You come in on Number 58, and pass the cotton gin and the power station and the fringe of nigger shacks and bump across the railroad track and down a street where there are a lot of little houses painted white one time, with the sad valentine lace of gingerbread work around the eaves of the veranda and tin roofs, and where the leaves on the trees in the yards hand straight down in the heat, and above the mannerly whisper of your eighty-horse-power valve-in-head (or whatever it is) drifting at forty, you hear the July flies grinding away in the verdure.

That was the way it was last time I saw Mason City, nearly three years ago, back in the summer of 1936. I was in the first car, the Cadillac, with the Boss and Mr. Duffy and the Boss's wife and son and Sugar-Boy. In the second car, which lacked our quiet elegance reminiscent of a cross between a hearse and an ocean liner but which still wouldn't make your cheeks burn with shame in the country-club parking lot, there were some reporters and a photograph and Sadie Burke, the Boss's secretary, to see they got there sober enough to do what they were supposed to do.

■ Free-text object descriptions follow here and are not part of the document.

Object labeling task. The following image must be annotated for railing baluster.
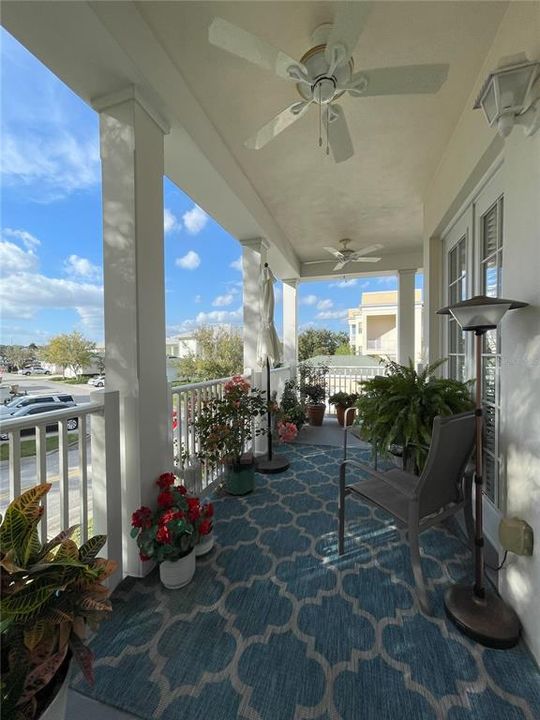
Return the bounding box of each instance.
[8,430,21,500]
[78,414,88,543]
[58,419,69,529]
[35,425,48,541]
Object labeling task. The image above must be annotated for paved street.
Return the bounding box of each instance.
[0,375,96,534]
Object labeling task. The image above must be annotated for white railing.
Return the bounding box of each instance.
[0,390,122,583]
[366,339,395,351]
[325,365,382,414]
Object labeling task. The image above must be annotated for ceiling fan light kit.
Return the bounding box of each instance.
[208,6,449,163]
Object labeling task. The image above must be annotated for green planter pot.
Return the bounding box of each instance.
[225,462,255,495]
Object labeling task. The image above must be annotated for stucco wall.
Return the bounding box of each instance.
[422,2,540,660]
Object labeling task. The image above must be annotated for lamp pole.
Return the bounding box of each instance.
[437,295,528,648]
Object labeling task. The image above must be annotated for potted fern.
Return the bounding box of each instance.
[1,484,117,720]
[355,359,473,473]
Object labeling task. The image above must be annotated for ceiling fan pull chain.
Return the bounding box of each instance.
[326,107,330,156]
[318,86,322,147]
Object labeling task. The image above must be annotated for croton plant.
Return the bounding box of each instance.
[131,472,214,563]
[0,484,117,720]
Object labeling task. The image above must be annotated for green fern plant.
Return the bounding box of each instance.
[1,484,117,719]
[355,359,473,473]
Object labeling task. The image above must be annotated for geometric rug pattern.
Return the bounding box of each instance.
[73,444,540,719]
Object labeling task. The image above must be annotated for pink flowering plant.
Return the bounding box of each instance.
[277,421,298,443]
[131,472,200,563]
[195,375,267,471]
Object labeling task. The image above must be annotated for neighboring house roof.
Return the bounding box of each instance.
[306,354,385,368]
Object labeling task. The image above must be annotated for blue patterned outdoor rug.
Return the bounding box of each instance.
[73,444,540,719]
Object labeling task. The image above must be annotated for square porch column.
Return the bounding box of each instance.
[241,238,268,374]
[94,87,172,577]
[397,269,417,366]
[282,279,299,373]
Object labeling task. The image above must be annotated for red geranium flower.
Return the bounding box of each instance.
[157,490,174,508]
[139,552,151,561]
[199,518,212,536]
[176,485,187,496]
[131,506,153,528]
[157,472,176,489]
[156,525,172,544]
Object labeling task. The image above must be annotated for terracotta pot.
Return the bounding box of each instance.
[196,531,214,556]
[225,462,255,495]
[307,403,326,426]
[159,548,196,589]
[336,405,356,427]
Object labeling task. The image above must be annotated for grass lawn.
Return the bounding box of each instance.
[0,433,79,461]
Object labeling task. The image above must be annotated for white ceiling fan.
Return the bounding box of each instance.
[208,3,449,163]
[304,240,383,271]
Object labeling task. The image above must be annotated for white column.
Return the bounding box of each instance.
[241,238,268,374]
[397,269,416,366]
[282,279,298,373]
[95,87,172,578]
[423,236,443,365]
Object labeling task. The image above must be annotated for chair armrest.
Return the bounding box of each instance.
[340,459,417,499]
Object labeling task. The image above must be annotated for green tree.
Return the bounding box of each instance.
[335,342,354,356]
[176,326,243,381]
[4,345,34,370]
[298,329,350,361]
[42,332,96,377]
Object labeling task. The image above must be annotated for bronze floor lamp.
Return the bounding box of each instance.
[437,295,528,648]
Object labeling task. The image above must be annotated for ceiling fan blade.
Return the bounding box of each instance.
[323,246,344,259]
[325,2,372,67]
[245,101,312,150]
[326,105,354,163]
[209,18,310,83]
[347,64,449,97]
[333,260,349,271]
[352,256,381,263]
[350,243,384,258]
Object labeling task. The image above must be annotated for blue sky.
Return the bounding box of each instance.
[1,28,421,346]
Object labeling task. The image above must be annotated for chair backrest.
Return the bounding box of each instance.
[416,411,476,519]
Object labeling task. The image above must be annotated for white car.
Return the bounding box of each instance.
[18,366,51,376]
[87,375,105,387]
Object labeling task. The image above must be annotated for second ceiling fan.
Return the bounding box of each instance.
[208,3,449,163]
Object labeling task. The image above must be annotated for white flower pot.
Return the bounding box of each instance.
[40,662,71,720]
[159,549,196,589]
[196,531,214,557]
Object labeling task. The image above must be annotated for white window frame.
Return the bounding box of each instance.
[441,167,506,513]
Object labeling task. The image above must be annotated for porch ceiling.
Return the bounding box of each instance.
[136,1,507,263]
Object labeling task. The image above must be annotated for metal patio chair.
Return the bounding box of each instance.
[338,410,475,613]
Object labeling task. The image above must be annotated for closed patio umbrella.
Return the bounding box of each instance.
[256,263,289,473]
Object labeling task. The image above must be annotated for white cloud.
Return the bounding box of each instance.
[164,208,180,234]
[194,294,202,304]
[315,309,349,320]
[230,256,243,272]
[1,131,100,201]
[64,254,101,280]
[212,293,234,307]
[2,228,40,250]
[182,205,208,235]
[0,240,39,274]
[330,278,358,288]
[301,294,318,306]
[317,298,333,310]
[176,250,201,270]
[195,308,242,324]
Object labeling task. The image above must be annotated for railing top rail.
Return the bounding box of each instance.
[169,372,250,394]
[325,365,383,371]
[0,400,103,433]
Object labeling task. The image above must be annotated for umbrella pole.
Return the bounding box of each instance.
[267,356,273,461]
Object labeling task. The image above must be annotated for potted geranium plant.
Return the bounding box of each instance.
[195,375,267,495]
[131,473,197,589]
[279,379,305,432]
[191,497,215,556]
[1,484,116,720]
[329,391,359,427]
[299,362,329,426]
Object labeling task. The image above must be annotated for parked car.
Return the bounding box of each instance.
[2,393,75,411]
[17,365,51,376]
[87,375,105,387]
[0,398,78,440]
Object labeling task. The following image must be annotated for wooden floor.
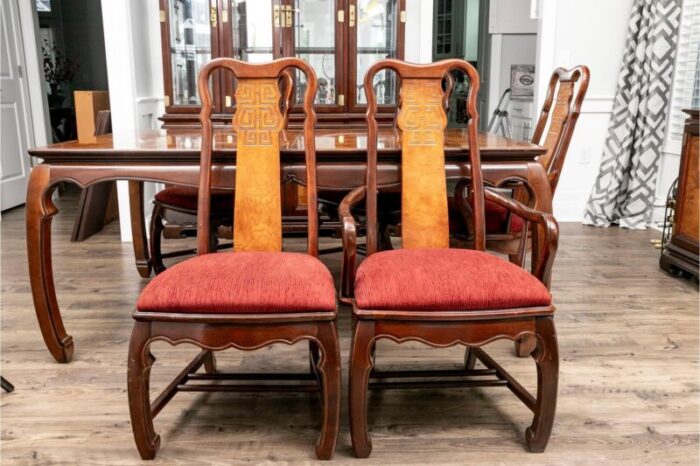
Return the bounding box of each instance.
[1,194,698,465]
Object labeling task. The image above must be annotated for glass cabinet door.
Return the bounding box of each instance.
[166,0,216,107]
[291,0,341,109]
[351,0,403,110]
[230,0,274,62]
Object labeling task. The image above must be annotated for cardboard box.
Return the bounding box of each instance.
[74,91,110,143]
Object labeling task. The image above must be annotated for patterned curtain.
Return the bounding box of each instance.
[583,0,682,229]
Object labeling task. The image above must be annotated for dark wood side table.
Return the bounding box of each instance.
[660,108,699,279]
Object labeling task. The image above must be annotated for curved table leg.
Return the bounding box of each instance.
[26,165,74,363]
[129,181,152,278]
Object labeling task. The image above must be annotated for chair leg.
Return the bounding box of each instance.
[314,322,341,460]
[127,321,160,460]
[515,335,538,357]
[378,222,394,251]
[203,351,217,374]
[526,317,559,453]
[464,347,477,370]
[149,204,166,275]
[349,320,375,458]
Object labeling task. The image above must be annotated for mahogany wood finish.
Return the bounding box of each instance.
[149,72,294,274]
[70,110,117,242]
[342,59,560,456]
[126,58,340,461]
[456,66,589,266]
[660,109,699,279]
[26,129,548,364]
[159,0,406,128]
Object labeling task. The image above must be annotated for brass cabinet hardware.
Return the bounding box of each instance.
[349,4,356,27]
[274,5,281,27]
[337,9,344,22]
[400,10,406,23]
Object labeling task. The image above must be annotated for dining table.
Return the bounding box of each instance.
[26,127,549,363]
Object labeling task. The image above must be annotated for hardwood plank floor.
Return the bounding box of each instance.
[1,194,698,465]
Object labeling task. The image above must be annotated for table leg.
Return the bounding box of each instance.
[26,165,74,363]
[128,181,152,278]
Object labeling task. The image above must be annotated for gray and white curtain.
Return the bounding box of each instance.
[584,0,682,229]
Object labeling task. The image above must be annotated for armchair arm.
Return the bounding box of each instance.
[339,186,366,301]
[484,189,559,288]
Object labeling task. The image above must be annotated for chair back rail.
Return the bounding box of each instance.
[197,58,318,256]
[531,66,590,193]
[364,59,483,254]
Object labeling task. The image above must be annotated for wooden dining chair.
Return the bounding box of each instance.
[340,59,560,457]
[148,71,294,274]
[128,58,340,461]
[453,66,590,265]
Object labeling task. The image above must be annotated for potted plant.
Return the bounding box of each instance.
[42,41,78,109]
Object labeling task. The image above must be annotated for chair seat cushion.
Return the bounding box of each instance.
[137,252,336,313]
[448,198,525,235]
[355,248,551,311]
[155,186,233,212]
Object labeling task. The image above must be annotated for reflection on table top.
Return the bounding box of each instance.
[29,128,545,163]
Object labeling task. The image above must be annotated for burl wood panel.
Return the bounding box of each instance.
[538,81,574,171]
[396,78,450,249]
[231,79,285,252]
[677,131,699,242]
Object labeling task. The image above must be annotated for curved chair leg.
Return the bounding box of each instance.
[349,320,375,458]
[515,334,538,358]
[149,204,166,275]
[127,321,160,460]
[526,317,559,453]
[464,347,476,370]
[314,323,341,460]
[203,351,217,374]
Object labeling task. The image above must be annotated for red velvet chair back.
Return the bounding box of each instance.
[364,59,484,254]
[196,58,318,256]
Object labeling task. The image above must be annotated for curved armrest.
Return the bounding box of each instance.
[484,190,559,288]
[339,186,366,301]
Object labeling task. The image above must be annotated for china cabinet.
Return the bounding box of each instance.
[159,0,406,127]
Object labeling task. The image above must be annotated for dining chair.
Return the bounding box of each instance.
[453,66,590,265]
[340,58,560,457]
[148,71,294,274]
[127,58,340,460]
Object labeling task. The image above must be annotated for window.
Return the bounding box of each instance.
[666,0,700,151]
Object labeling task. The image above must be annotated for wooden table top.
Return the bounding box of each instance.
[29,128,545,163]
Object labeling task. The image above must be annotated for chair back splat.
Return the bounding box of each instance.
[364,59,484,253]
[196,58,318,256]
[531,66,590,193]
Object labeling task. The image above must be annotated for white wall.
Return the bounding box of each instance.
[405,0,433,63]
[102,0,164,242]
[535,0,634,221]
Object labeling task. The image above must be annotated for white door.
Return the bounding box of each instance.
[0,0,34,211]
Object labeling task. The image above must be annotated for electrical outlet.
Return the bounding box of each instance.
[580,147,592,164]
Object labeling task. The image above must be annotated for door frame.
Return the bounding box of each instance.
[16,1,51,151]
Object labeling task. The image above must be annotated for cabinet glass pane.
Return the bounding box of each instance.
[169,0,212,105]
[293,0,336,105]
[356,0,398,104]
[231,0,274,63]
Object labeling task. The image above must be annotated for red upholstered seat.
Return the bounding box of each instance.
[354,248,551,311]
[449,198,524,235]
[485,199,525,233]
[137,252,337,313]
[155,186,234,212]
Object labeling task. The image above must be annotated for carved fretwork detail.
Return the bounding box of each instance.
[396,79,447,146]
[232,79,285,147]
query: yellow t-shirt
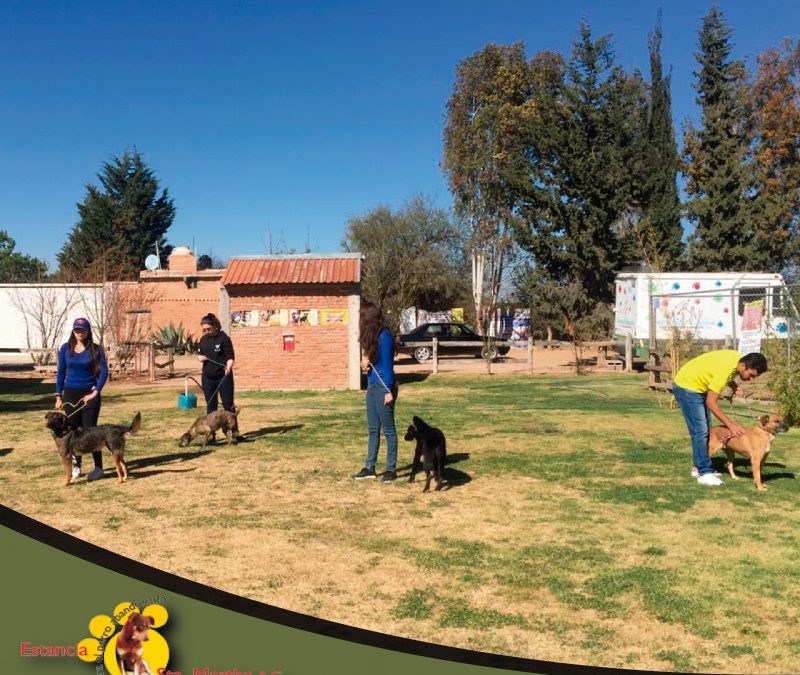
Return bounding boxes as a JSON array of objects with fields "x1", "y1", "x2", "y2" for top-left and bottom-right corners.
[{"x1": 673, "y1": 349, "x2": 741, "y2": 394}]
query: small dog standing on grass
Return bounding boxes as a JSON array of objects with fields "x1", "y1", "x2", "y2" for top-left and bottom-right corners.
[
  {"x1": 708, "y1": 413, "x2": 789, "y2": 491},
  {"x1": 178, "y1": 406, "x2": 241, "y2": 447},
  {"x1": 45, "y1": 410, "x2": 141, "y2": 486},
  {"x1": 404, "y1": 415, "x2": 447, "y2": 492}
]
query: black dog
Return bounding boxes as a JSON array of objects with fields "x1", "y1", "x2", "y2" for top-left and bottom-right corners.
[
  {"x1": 404, "y1": 416, "x2": 446, "y2": 492},
  {"x1": 45, "y1": 411, "x2": 141, "y2": 486}
]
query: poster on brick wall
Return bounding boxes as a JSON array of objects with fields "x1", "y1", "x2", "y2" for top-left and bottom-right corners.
[
  {"x1": 259, "y1": 309, "x2": 281, "y2": 327},
  {"x1": 321, "y1": 309, "x2": 348, "y2": 325},
  {"x1": 230, "y1": 310, "x2": 258, "y2": 328},
  {"x1": 304, "y1": 309, "x2": 319, "y2": 326},
  {"x1": 230, "y1": 310, "x2": 250, "y2": 328}
]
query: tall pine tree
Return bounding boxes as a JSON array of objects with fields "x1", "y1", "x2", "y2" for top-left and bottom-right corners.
[
  {"x1": 514, "y1": 23, "x2": 647, "y2": 336},
  {"x1": 683, "y1": 6, "x2": 751, "y2": 271},
  {"x1": 639, "y1": 14, "x2": 683, "y2": 270},
  {"x1": 58, "y1": 150, "x2": 175, "y2": 280}
]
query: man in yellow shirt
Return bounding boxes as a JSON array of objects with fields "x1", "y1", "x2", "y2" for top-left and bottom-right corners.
[{"x1": 672, "y1": 350, "x2": 768, "y2": 486}]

Sugar-Boy was driving the Cadillac, and it was a pleasure to watch him. Or it would have been if you could detach your imagination from the picture of what near a couple of tons of expensive mechanism looks like after it's turned turtle three times at eighty and could give you undivided attention to the exhibition of muscular co-ordination, satanic humor, and split-second timing which was Sugar-Boy's when he whipped around a hat wagon in the face of an oncoming gasoline truck and went through the rapidly diminishing aperture close enough to give the truck driver heart failure with one rear fender and wipe the snot off a mule's nose with the other. But the Boss loved it. He always sat up front with Sugar-Boy and looked at the speedometer and down the road and grinned to Sugar-Boy after they got through between the mule's nose and the gasoline truck. And Sugar-Boy's head would twitch, the way it always did when the words were piling up inside of him and couldn't get out, and then he start. "The b-b-b-b-b" he would manage to get out and the saliva would spray from his lips like Flit from a Flit gun. "The b-b-b-b-bas-tudhe seen me c-c-c" and here he'd spray the inside of the windshield"c-c-coming." Sugar-Boy couldn't talk, but he could express himself when he got his foot on the accelerator. He wouldn't win any debating contests in high school, but then would ever want to debate with Sugar-Boy. Not anybody who knew him and had seen him do tricks with the.38 Special which rode under his left armpit like a tumor.